The bread was crusty and delicious but I declined further servings to save room in my stomach. Bread is always so devilishly filling.

If you have previously visited Embrasse, you may see some familiar dishes such as our first course. One of my girlfriends ordered the following dish as her main when we dined at Embrasse and for a plate consisting of just vegetables, I was astounded. Just like that dish, this was fresh, light and flavoursome with many textures and consistencies. It was fun playing around with the elements and experimenting with the different flavours.

Nic’s souvenier of ‘bras’ – Meli of vegetables with sprouts, flowers and emulsions

Our five course meal had an option to upgrade to a Crayfish supplement for an extra $10 so we thought why not! That day they had Western Australia Marron served two different ways over our second and third courses. The first of these courses was a Marron bisque. The Marron claw was sweet and succulent while the bisque encaptured, perfectly, the essence of Marron and the vegetables were firm and complementary to the flavours.

Marron bisque with the claw, squash, zucchini and carrot topped with salmon caviar

The third course featured the Marron tail and it was presented so prettily. The salmon caviar gave bursts of saltiness to the sweet Marron tail with a soft and creamy snow going well together with the sweet and tangy pickled grape jelly.
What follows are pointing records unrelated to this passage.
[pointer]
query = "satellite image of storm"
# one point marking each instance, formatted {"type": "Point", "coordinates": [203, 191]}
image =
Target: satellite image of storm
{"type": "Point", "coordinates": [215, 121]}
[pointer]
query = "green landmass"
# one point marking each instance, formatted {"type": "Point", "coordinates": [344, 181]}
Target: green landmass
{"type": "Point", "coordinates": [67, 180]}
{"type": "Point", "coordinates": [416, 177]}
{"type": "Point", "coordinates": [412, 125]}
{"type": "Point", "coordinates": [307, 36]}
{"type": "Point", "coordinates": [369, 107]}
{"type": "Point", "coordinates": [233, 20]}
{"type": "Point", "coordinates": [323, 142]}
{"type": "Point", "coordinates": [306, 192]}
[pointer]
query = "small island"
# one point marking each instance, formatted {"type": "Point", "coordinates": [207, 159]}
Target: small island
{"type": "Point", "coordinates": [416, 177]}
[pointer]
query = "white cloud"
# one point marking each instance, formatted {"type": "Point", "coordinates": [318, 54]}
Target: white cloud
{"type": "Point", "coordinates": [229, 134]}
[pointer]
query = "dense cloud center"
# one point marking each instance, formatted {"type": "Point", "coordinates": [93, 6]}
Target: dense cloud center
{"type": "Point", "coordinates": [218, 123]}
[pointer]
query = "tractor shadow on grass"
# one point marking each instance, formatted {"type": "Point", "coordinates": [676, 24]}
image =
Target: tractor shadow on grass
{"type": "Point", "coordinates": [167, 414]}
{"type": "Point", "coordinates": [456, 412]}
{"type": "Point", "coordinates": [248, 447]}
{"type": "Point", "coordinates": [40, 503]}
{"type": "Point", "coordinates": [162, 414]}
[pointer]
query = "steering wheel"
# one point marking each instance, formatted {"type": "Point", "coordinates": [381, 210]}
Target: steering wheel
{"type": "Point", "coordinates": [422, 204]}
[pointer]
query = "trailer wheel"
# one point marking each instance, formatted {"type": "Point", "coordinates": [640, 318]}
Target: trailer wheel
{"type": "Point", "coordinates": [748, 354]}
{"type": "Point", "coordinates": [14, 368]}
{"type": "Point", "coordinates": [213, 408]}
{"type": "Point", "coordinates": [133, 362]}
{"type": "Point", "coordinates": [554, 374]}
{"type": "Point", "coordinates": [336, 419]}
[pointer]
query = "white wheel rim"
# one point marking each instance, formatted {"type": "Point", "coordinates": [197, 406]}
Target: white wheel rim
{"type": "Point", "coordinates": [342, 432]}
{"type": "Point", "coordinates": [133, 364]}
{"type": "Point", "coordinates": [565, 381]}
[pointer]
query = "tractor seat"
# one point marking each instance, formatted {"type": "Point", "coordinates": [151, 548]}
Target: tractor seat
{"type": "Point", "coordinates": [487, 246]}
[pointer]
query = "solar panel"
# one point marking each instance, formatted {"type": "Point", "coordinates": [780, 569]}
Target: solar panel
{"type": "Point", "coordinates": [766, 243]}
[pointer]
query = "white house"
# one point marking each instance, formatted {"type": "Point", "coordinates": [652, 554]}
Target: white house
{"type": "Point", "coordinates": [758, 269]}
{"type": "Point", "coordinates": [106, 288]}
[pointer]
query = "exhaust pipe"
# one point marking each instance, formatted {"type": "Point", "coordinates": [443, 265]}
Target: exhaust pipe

The potato was firm yet gave way easily under our knives and I felt every element on the plate had a well thought out purpose – a fantastic dish.

Marron tail, cauliflower, potatoes, pickled grapes, bay leaf

To finish off our savoury courses, we were presented with a beef course that was described as a cross between Wagyu and Angus cattle. Sounded promising already! The beef was incredibly tender and flavoursome especially with the mimolette cheese sauce. I can hardly remember the last time I enjoyed a beef dish as much as this one. I was so mesmerised/busy taking photos that I didn’t pay attention to what the waiter was saying, oops! But it was seriously delectable and tender.

Rump F1 beef, mimolette, burnt veg, hay, ginger
Our waiter offered a side of Embrasse’s famous ‘Aligot’ – a combination of melted cheese and potato. Sounds simple enough but it was so rich and creamy that it can be a visual display of spun cheesy mashed potato. A very decadent and carb-laden side that seemed to consist of more cheese than potato and oh so satisfying with the beef.
Beef course served with a side of aligot (Aligot $16)

We were enticed by our waiter to add in a cheese course but Mr A did agree all too quickly at the same time. Cheese and crackers done the Brooks way was intriguing. Presented on a mound of realistic looking grass and dirt (synthetic grass, we asked after playing around with it), pillows of rye bread were filled with a goats curd mousse.

Cheese and crackers – ‘the Brooks way’ ($18)

Biting through the crisp rye pillows, it gave way to the light goats curd which was big on flavour, although sadly, I was getting slightly too full from the savoury courses to eat more than two.

Close-up view of the cheese and crackers

To finish off our degustation, another memorable dish from Embrasse’s repertoire was the chocolate forest. Made to replicate a forest on a plate, the hazelnut ‘mushroom cap’ was incredibly creamy with the crisp, sweet meringue and the chocolate pieces were fudge-like with crumbly pieces of chocolate and the sorrel mint granita refreshed the palate. I would have preferred a touch more sorrel mint granita but it didn’t detract from the dessert. A really lovely dessert to finish our meal off with.

‘Forest floor’, hazelnut parfait with sorrel mint granita

Can’t help but love an open kitchen where you can watch all the action.

We thoroughly enjoyed our meal at Brooks and I thought the food we were served was sensational. Definitely a great date spot as it was cosy and comfortable and the service was extremely friendly and hospitable. I can’t wait to come back and try out the other dishes I missed out on – in particular, the chicken parfait, foie gras and roasted chicken have been given high praise. I’ll also make sure I come earlier so I can indulge in some drinks at the bar beforehand, for the purposes of whetting my appetite, of course.